Amid a fierce debate in academic circles, an upcoming book argues that social media and new technology made a key difference in successful uprisings in Tunisia and Egypt and helped foster grass-roots movements in other Arab nations.
The book by Philip Howard and colleagues concludes that digital media was "consistently one of the most important sufficient and necessary conditions" for the Arab spring movements.
"There was a longstanding democracy movement in these countries that for many years tried many tactics but none of them worked," Howard said.
He maintained that new media made a difference because it "has so fundamentally changed the way people think about their options".
The Arab spring movements "involved a networked public of generally younger folks", which was "structurally different" to prior movements headed by a charismatic leader, Howard said.
Howard, a University of Washington communications professor, who is visiting at Princeton, said authoritarian regimes had been accustomed to controls on traditional media but were unable to keep up with the rapid pace of Twitter and Facebook organising at that time.
Democracy's Fourth Wave?
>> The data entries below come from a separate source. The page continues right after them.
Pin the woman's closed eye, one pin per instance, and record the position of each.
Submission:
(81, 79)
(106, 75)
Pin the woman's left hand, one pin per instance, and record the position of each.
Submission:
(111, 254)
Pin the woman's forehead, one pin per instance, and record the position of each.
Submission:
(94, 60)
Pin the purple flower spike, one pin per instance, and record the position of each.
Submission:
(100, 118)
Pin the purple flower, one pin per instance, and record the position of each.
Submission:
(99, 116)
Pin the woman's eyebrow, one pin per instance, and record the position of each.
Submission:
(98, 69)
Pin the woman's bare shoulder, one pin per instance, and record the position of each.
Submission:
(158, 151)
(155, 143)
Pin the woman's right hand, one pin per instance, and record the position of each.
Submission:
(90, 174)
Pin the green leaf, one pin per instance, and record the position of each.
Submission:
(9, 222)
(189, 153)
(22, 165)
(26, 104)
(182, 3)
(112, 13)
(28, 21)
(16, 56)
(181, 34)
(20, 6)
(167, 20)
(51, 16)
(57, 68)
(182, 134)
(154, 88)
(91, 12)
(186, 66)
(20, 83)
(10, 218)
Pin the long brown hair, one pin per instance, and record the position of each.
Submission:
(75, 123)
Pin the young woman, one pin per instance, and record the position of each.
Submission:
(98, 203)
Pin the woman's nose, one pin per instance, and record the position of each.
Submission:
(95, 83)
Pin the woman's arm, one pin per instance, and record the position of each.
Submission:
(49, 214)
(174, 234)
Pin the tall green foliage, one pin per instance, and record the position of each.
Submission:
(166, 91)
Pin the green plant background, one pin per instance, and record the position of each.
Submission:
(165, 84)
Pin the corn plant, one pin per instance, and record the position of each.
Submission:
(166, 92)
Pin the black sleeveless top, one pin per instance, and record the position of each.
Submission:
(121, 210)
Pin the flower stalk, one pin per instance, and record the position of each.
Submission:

Digital Media and the Arab Spring, written with Muzammil Hussain, counters the conclusions of other academics who found that the impact of social media were exaggerated in the West.
Earlier research led by Sean Aday of George Washington University concluded that new media "did not appear to play a significant role in either in-country collective action or regional diffusion" during the 2011 uprisings.
The study done last year said the tweets and Facebook posts probably did more to spread information outside the affected countries and could have led to "a boomerang effect that brought international pressure to bear on autocratic regimes".
A separate study led by Juergen Pfeffer and Kathleen Carley at Carnegie Mellon University found that "the pattern of spread of the revolutions was not related to the pattern of social media usage".
"In other words, the social media did not cause the revolutions," they wrote.
Even those who credit social media in the Arab spring say it seems unlikely that the popular uprisings can be replicated in other places, because regimes have found new ways to control and track dissidents.